Bouncey House Injuries on the Rise
Call them moonwalks, bounce houses or bouncey castles, but they seem to be replacing trampolines as the jumping device for parents to beware of.
A study in today's Pediatrics found a 15-fold increase in the number of injuries from the inflatable fun houses between 1995 and 2010. That translates to 64,657 children under 18 in emergency rooms.
The increase could be attributed, in part, to the rising popularity of bounce houses. Researchers said numbers of rentals and sales were too inconsistent to report accurately. Regardless, the increase was high enough to raise red flags.
"We just don't see these kinds of increases in the field of injury — it's an epidemic by any measure," said Dr.
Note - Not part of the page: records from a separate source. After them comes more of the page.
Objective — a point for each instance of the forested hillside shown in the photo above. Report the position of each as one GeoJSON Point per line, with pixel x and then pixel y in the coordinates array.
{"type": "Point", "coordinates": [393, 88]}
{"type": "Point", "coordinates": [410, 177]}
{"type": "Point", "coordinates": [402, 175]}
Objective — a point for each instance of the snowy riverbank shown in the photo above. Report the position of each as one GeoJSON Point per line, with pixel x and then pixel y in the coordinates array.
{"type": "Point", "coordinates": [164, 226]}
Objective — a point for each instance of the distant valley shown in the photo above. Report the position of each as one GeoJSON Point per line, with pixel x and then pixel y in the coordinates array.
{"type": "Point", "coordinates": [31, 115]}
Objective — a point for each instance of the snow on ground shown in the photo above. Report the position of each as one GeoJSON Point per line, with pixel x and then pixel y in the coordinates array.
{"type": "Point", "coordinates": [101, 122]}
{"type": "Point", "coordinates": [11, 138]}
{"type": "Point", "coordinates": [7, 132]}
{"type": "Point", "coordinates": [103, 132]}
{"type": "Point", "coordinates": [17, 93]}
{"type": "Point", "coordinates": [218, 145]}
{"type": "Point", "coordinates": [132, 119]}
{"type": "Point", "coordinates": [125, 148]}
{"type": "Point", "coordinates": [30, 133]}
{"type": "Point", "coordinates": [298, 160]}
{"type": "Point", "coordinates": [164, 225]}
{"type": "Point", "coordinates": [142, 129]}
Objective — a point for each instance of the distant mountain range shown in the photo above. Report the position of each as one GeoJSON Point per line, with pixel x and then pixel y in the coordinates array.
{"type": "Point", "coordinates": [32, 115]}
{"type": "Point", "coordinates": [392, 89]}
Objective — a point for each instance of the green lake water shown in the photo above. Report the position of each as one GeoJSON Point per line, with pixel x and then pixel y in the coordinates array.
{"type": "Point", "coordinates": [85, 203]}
Gary Smith, the study's lead author and director of the Center for Injury Research and Policy in Columbus, Ohio, in the New York Daily News.
Fractures accounted for 27.5 percent of the injuries, followed by sprains (27.3 percent). Although a small percentage of injured kids were hospitalized, there were four deaths between 2003 and 2007, according to The Associated Press, linked to kids hitting their heads on a hard surface. Falls caused about 43 percent of the injuries; collisions accounted for 16 percent.
The study's authors call for precautions similar to those for trampolines. The American Academy of Pediatrics recommends against using trampolines at home. Other safety precautions for bounce houses include limiting the number of kids inside, increasing supervision and limiting the age of kids who jump to at least 6.